Monday, December 14, 2015

Ongoing notes: Meet the Presses (part three,





Cobourg ON: I meant to deal with this in an earlier post [like so], but only now managed to locate my copy of Stuart Ross’ Cobourg Variations: a bunch of poems and an essay (Proper Tales Press, 2015), a title self-described as a “revised an expanded reissue of Stuart Ross’s 2011 classic [that] contains two new poems and a new haiku, plus he improved some of the stuff.”

COBOURG COMMERCE

The Chinese buffet opens, then closes.
Another Chinese buffet opens.
The Chinese buffet changes its name
and opens again, two doors away.
Another Chinese buffet closes, then opens.
A week later a Chinese buffet opens.
Three months earlier one closes.
There is a new Chinese buffet down the street.
It’s called what it was called
before it opened then closed.
A Chinese buffet has opened.

I find it fascinating to see how Ross reacts to moving from a large city to a smaller one, especially one I have a passing (read: incredibly tenuous) awareness of (my maternal grandfather was born there, and most of his immediate family are buried there). As Ross writes to open his post-script, “THE TERRORS OF TINY TOWN: AN ESSAY”: “Okay, so I lived in a big city for half a century, and then I moved to a small town about 75 minutes away. I didn’t know what I was getting myself into. It took me leaving Toronto to realize why about half the membership of the Writers’ Union of Canada lives in that city.”

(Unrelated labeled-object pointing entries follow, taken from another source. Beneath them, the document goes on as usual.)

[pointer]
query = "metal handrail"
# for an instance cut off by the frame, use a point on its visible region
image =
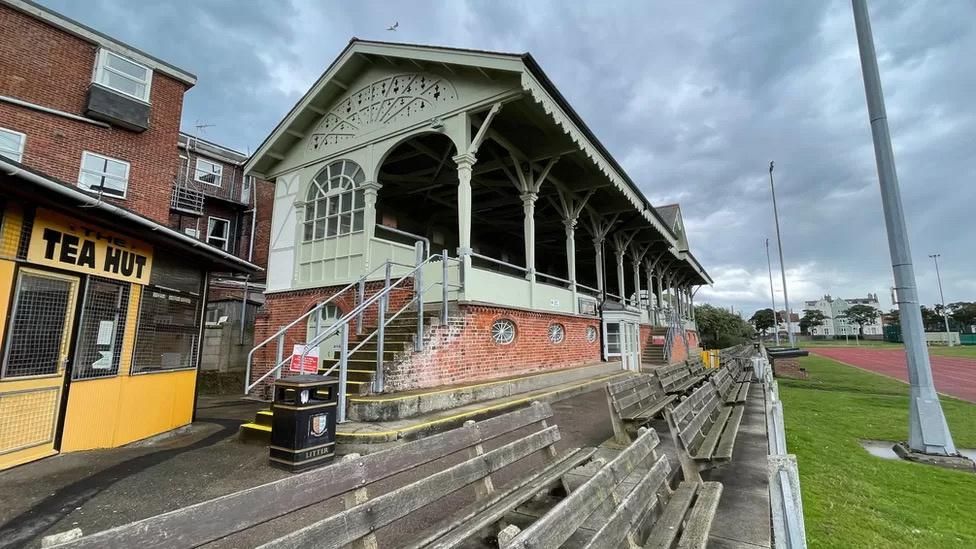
(498, 262)
(551, 277)
(248, 386)
(590, 288)
(400, 232)
(381, 299)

Ottawa ON: I might have picked it up in Ottawa, but Hamilton poet Gary Barwin was also carrying copies of his phases of the harpsichord moon (Ottawa ON: AngelHousePress, 2015), a reissue of his very first chapbook from way, way back in 1985. As he writes in the post-script, “New Phases of the Moon”: “In 1985, when I was 21, I published phases of the harpsichord moon, my first individual publication and the first chapbook released by my micropress, serif of nottingham.” He goes on to write:

One of the final requirements of the class with Frank Davey [at York University] was to create a chapbook press and a chapbook. So, I began “serif of nottingham” press and created the phases of the harpsichord moon chapbook in an edition of 100. Frank suggested that the members of the class could sell their chapbooks at the new Meet the Presses monthly book fair down at Scadding Court Community Centre, run by Stuart Ross and Nicholas Power. This was how I connected with the Toronto small press community which inspired me then, and continues to inspire me now. I am currently part of the collective Meet the Presses which runs the Indie Literary Market, the descendant of that monthly book fair.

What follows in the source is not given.